The architecture of Mantis v1 is as follows:
- Intents (preferences for a cross-chain transaction) are submitted to the Mantis interface via the Mantis rollup directly or via another IBC-connected chain like Solana or Ethereum.
- User funds are escrowed on the source chain or the rollup (where the intent is submitted).
- All intents then flow to the Mantis rollup. From here, a smart contract on the Mantis rollup sends intents to an off-chain auctioneer.
- Information on intents is sent to solvers.
- Solvers submit solutions (e.g. the output amount of a swap) for user intents to the rollup.
- Solutions are scored off-chain by the auctioneer.
- Once the winning solution is determined, the solver that proposed it must execute the intent. The solver makes the necessary state transitions to the respective destination chains.
- Once the intent solution is executed, proof of success is sent to the rollup and the source chain via IBC.
This architectural flow is summarized below:
Trust Assumptions
Trust assumptions of Mantis include:
The IBC Protocol:
IBC is used on Mantis as a trustless cross-domain messaging protocol for proving specific occurrences happened on different domains. IBC was selected as Mantis’s mechanism for cross-chain operations because it is trust-minimized. However, Mantis still places trust in the IBC protocol itself. An explanation of IBC’s trust minimization compared to other bridging mechanisms is available here.
The Auctioneer:
On Mantis, trust is placed in the auctioneer (initially, an off-chain actor) to deposit escrowed user funds. However, the auctioneer's power is limited in scope. They can, at most, censor intents and solutions. They do not hold users' funds at any point in the process. Once a solver submits a solution, proof of this submission is made via IBC. This eliminates the need for trust in the auctioneer at this stage.
The interests of the auctioneer are generally aligned with those of solvers and users.

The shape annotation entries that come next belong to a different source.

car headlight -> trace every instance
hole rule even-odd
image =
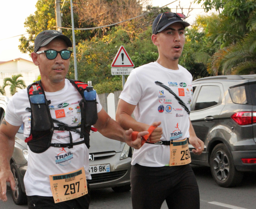
[[[125,145],[124,147],[124,149],[123,149],[123,151],[121,153],[121,155],[120,156],[120,158],[119,158],[119,160],[121,160],[123,159],[125,159],[128,157],[128,155],[129,154],[129,152],[130,150],[130,148],[131,148],[131,152],[132,152],[132,154],[133,152],[133,148],[130,147],[127,144],[125,143]]]
[[[28,152],[27,150],[24,149],[22,150],[22,154],[23,154],[24,158],[27,161],[28,159]]]

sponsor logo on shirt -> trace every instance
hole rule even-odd
[[[178,114],[177,113],[176,113],[176,117],[183,117],[183,114]]]
[[[70,163],[70,160],[73,158],[73,153],[70,152],[67,152],[64,147],[61,147],[61,149],[60,150],[61,152],[55,156],[55,163],[64,166]]]
[[[182,111],[182,108],[173,108],[174,110],[175,111]]]
[[[158,98],[162,98],[165,97],[165,95],[164,93],[163,90],[160,90],[159,91],[159,95],[158,95]]]
[[[76,107],[75,108],[75,109],[76,109],[76,111],[77,111],[76,113],[77,113],[78,114],[80,114],[81,113],[81,110],[80,109],[80,106],[76,106]]]
[[[62,103],[61,104],[58,104],[57,105],[57,107],[59,108],[61,108],[61,107],[65,107],[68,106],[69,105],[69,104],[68,103]]]
[[[66,117],[65,115],[65,111],[64,109],[61,109],[55,111],[55,115],[56,116],[56,118],[64,118]]]
[[[180,83],[179,85],[181,87],[186,87],[187,86],[187,84],[181,82]]]
[[[176,126],[174,127],[175,130],[171,133],[171,137],[170,139],[175,139],[176,140],[182,138],[182,133],[179,128],[179,123],[177,123]]]
[[[50,110],[53,110],[54,109],[54,106],[53,105],[49,105],[49,109]]]
[[[160,105],[158,107],[158,111],[159,112],[162,112],[164,111],[164,107],[163,105]]]
[[[184,91],[184,89],[179,88],[178,89],[179,91],[179,96],[180,97],[185,97],[185,92]]]
[[[170,105],[167,105],[165,108],[165,111],[166,111],[167,113],[170,113],[171,111],[172,111],[172,106]]]
[[[178,84],[176,82],[168,82],[168,84],[169,86],[175,86],[178,87]]]

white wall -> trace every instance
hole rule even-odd
[[[40,75],[38,67],[33,62],[22,58],[16,59],[0,63],[0,85],[3,86],[5,78],[11,78],[12,76],[20,73],[23,77],[18,79],[23,80],[27,86],[36,80]],[[6,86],[4,90],[6,95],[11,97],[9,86]],[[18,89],[18,91],[20,90]]]

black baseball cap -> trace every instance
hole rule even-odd
[[[160,32],[174,23],[180,23],[184,26],[184,28],[190,25],[188,23],[182,20],[186,16],[180,13],[174,13],[170,12],[160,14],[156,17],[152,25],[152,33],[156,34]]]
[[[69,47],[72,47],[72,42],[67,36],[58,30],[46,30],[40,33],[36,37],[34,42],[34,51],[36,52],[41,46],[47,45],[55,38],[63,39]]]

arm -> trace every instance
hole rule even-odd
[[[190,136],[188,141],[189,143],[196,148],[196,149],[192,150],[194,153],[196,155],[200,155],[204,149],[204,143],[202,140],[198,138],[196,135],[196,133],[190,119],[189,119],[189,129],[188,131]]]
[[[15,143],[15,135],[19,126],[11,125],[4,118],[0,126],[0,199],[7,201],[7,182],[9,182],[13,190],[15,182],[10,166],[11,160]]]
[[[131,129],[127,131],[124,130],[103,109],[98,113],[98,120],[93,126],[104,136],[125,142],[130,146],[136,149],[139,149],[141,146],[141,137],[148,133],[147,131],[140,132],[138,134],[137,139],[132,141],[132,130]]]
[[[149,125],[136,121],[131,116],[135,107],[135,105],[129,104],[122,99],[119,100],[116,119],[123,128],[125,129],[131,128],[134,131],[140,131],[147,130],[151,125],[158,126],[161,124],[160,122],[158,122]],[[159,141],[162,133],[162,128],[157,127],[150,135],[150,141],[156,142]]]

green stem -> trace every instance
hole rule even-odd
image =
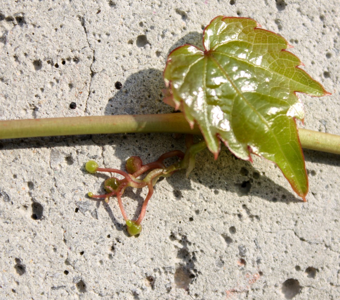
[[[201,134],[182,113],[97,116],[0,121],[0,139],[99,133],[163,132]],[[340,136],[299,128],[303,148],[340,154]]]

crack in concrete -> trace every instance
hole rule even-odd
[[[325,247],[329,250],[332,251],[332,252],[334,252],[334,253],[336,253],[337,254],[340,254],[340,252],[338,252],[335,250],[332,249],[332,247],[330,246],[329,245],[326,244],[323,240],[322,240],[322,243],[318,243],[318,242],[313,242],[307,240],[305,239],[304,238],[302,237],[299,236],[297,233],[295,232],[294,230],[293,229],[288,229],[287,230],[291,230],[294,233],[295,236],[299,238],[299,239],[303,242],[305,242],[306,243],[308,243],[310,245],[323,245]]]
[[[83,7],[84,7],[86,13],[87,13],[87,10],[84,5],[84,1],[82,2],[82,3],[83,4]],[[85,24],[85,15],[84,15],[83,16],[80,17],[79,18],[79,20],[80,21],[81,25],[83,27],[83,28],[84,28],[84,31],[85,32],[85,36],[86,37],[86,42],[87,43],[87,45],[89,48],[91,49],[92,52],[92,61],[91,63],[91,64],[90,65],[90,82],[89,83],[88,85],[87,97],[86,98],[86,101],[85,102],[85,108],[84,110],[84,112],[86,113],[87,110],[87,101],[88,101],[88,100],[90,98],[90,95],[91,94],[91,85],[92,81],[92,79],[93,78],[94,76],[96,73],[94,71],[92,68],[93,64],[96,61],[96,57],[95,56],[95,50],[94,49],[92,48],[92,47],[91,47],[89,41],[88,35],[88,32],[86,29],[86,25]]]

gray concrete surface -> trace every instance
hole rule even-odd
[[[0,2],[2,120],[164,113],[168,54],[201,43],[220,15],[253,18],[282,34],[333,95],[301,96],[305,127],[340,134],[338,0]],[[115,83],[123,84],[119,91]],[[69,108],[75,102],[77,108]],[[301,126],[301,124],[300,124]],[[156,186],[137,238],[116,201],[86,196],[121,168],[184,149],[170,135],[0,141],[0,298],[340,299],[338,156],[304,152],[308,202],[272,164],[198,156],[190,178]],[[124,198],[133,216],[146,191]]]

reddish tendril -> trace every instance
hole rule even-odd
[[[163,161],[174,156],[178,157],[179,159],[178,160],[166,167],[163,163]],[[180,163],[184,157],[184,154],[183,152],[180,150],[174,150],[164,153],[155,161],[143,165],[139,157],[132,156],[126,161],[125,169],[127,173],[117,169],[100,168],[96,162],[90,160],[85,164],[85,168],[89,172],[95,173],[99,171],[116,173],[123,176],[124,178],[120,179],[115,177],[110,177],[107,179],[104,183],[105,189],[108,192],[106,194],[94,195],[90,192],[88,195],[92,198],[104,198],[107,203],[108,202],[110,197],[116,195],[122,215],[128,226],[128,232],[131,235],[138,234],[141,231],[140,223],[145,215],[148,203],[153,193],[153,186],[160,177],[170,176],[175,171],[183,169]],[[138,179],[138,177],[148,171],[149,173],[143,179]],[[139,217],[136,220],[131,221],[128,219],[125,212],[122,201],[122,196],[125,189],[128,187],[142,188],[146,186],[148,187],[149,191],[143,203]]]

Better solutions typically result in higher fees paid to the auctioneer. The result is an incentive for fair and efficient operation. While off-chain agreements between solvers and the auctioneer are theoretically possible, such collusion would likely be statistically observable by other solvers. This provides a form of checks and balances within the system.
This structure aims to create a trustless or trust-minimized environment where the auctioneer's role is important but constrained. Moreover, multiple parties have incentives to maintain the integrity of the system.